Sea-bot to strike at Reef scourge
A new robot is helping humans address serious issues in nature.
Australian roboticists have developed the world's first robot designed to seek out and control the Great Barrier Reef's crown-of-thorns starfish (COTS), which have destroyed about 40 per cent of the reef’s coral cover.
The COTSbot has now completed its first sea trials in Queensland's Moreton Bay to test its mechanical parts and navigation system.
COTSbot is equipped with stereoscopic cameras to give it depth perception, five thrusters to maintain stability, GPS and pitch-and-roll sensors and a unique pneumatic injection arm to deliver a fatal dose of bile salts.

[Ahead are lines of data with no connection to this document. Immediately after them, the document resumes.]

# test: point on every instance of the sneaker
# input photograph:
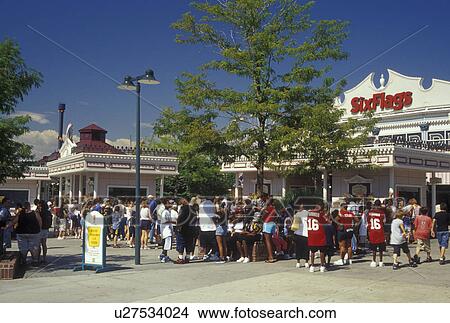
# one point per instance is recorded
(412, 264)
(180, 261)
(166, 259)
(214, 258)
(339, 262)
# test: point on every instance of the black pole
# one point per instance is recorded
(137, 243)
(61, 109)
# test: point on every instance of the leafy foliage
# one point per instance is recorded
(16, 80)
(286, 106)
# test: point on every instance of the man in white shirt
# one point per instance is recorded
(207, 237)
(167, 229)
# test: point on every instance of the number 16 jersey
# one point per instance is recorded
(316, 230)
(375, 226)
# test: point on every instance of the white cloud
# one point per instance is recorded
(46, 142)
(43, 142)
(36, 117)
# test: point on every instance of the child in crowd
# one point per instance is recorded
(317, 240)
(280, 244)
(167, 230)
(399, 240)
(423, 226)
(375, 227)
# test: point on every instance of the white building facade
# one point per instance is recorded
(410, 144)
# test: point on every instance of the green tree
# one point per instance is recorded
(283, 57)
(16, 80)
(199, 173)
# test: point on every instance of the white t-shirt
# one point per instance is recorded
(145, 213)
(207, 213)
(396, 232)
(303, 215)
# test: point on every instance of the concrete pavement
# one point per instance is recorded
(231, 282)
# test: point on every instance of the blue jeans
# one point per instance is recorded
(7, 237)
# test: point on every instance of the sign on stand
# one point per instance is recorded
(94, 243)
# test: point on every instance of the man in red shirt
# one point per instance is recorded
(423, 225)
(375, 228)
(317, 239)
(345, 221)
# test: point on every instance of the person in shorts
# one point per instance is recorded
(269, 215)
(28, 228)
(317, 239)
(345, 221)
(46, 217)
(399, 240)
(376, 218)
(423, 226)
(221, 230)
(441, 222)
(168, 218)
(300, 228)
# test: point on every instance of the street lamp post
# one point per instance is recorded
(128, 85)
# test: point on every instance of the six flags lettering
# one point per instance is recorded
(396, 102)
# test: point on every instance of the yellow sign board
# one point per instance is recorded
(94, 236)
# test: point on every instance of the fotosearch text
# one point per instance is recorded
(396, 102)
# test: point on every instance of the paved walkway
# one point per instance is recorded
(231, 282)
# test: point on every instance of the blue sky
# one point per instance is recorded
(126, 37)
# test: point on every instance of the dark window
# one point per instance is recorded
(125, 192)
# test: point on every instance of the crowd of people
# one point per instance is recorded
(220, 230)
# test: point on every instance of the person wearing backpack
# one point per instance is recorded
(5, 228)
(46, 216)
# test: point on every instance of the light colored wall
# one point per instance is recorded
(379, 185)
(380, 180)
(111, 179)
(22, 184)
(276, 182)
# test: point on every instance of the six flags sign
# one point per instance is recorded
(396, 102)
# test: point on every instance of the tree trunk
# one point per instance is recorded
(260, 179)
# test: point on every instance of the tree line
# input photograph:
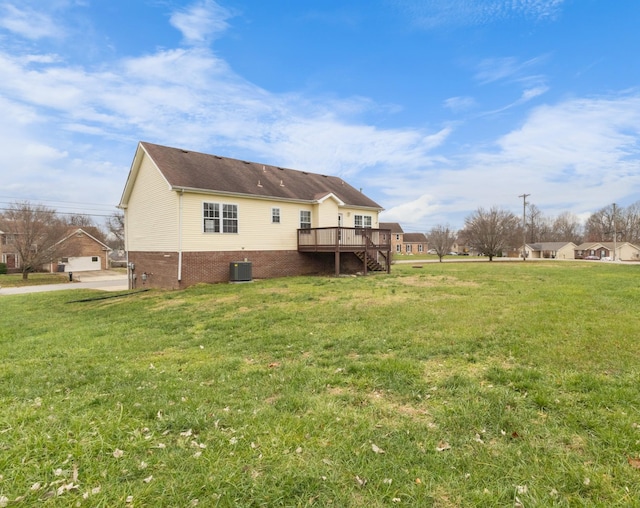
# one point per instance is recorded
(495, 230)
(33, 232)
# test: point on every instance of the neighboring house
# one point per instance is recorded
(415, 243)
(624, 251)
(460, 246)
(405, 243)
(80, 252)
(7, 254)
(192, 217)
(550, 250)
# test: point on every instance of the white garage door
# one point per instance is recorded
(82, 264)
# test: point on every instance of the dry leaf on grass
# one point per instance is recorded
(634, 462)
(442, 446)
(360, 482)
(376, 449)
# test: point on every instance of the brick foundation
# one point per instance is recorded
(161, 268)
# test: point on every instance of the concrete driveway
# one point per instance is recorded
(102, 280)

“Human divers are doing an incredible job of eradicating this starfish from targeted sites but there just aren't enough divers to cover all the COTS hotspots across the Great Barrier Reef,” says its creator, Dr Matthew Dunbabin from the Queensland University of Technology.
“The COTSbot becomes a real force multiplier for the eradication process the more of them you deploy - imagine how much ground the programs could cover with a fleet of 10 or 100 COTSbots at their disposal, robots that can work day and night and in any weather condition.
The COTSbot is designed to search the reef for up to eight hours at a time, delivering more than 200 lethal shots.
Key to the autonomous underwater vehicle is its new state-of-the-art computer vision and machine learning system.
Researchers spent months developing and training the robot to recognise COTS among coral, using thousands of still images of the reef and videos taken by COTS-eradicating divers.
It can even learn from its experiences in the field.
“Its computer system is backed by some serious computational power so COTSbot can think for itself in the water,” said designer Dr Feras Dayoub.
“If the robot is unsure that something is actually a COTS, it takes a photo of the object to be later verified by a human, and that human feedback is incorporated into the robot's memory bank.
“We've now trained the robot using thousands of images of COTS collected on the reef and the system is proving itself incredibly robust at detecting the COTS.
“That in itself is quite an accomplishment given the complexity of underwater environments, which are subject to varying visibility as well as depth-dependent colour changes.”
The QUT roboticists will take COTSbot to the Great Barrier Reef later this month to trial it on living targets. In that trail, a human will verify each COTS identification the robot makes before the robot is allowed to inject it.
There are plans for the COTSbot to be working the reef autonomously by December.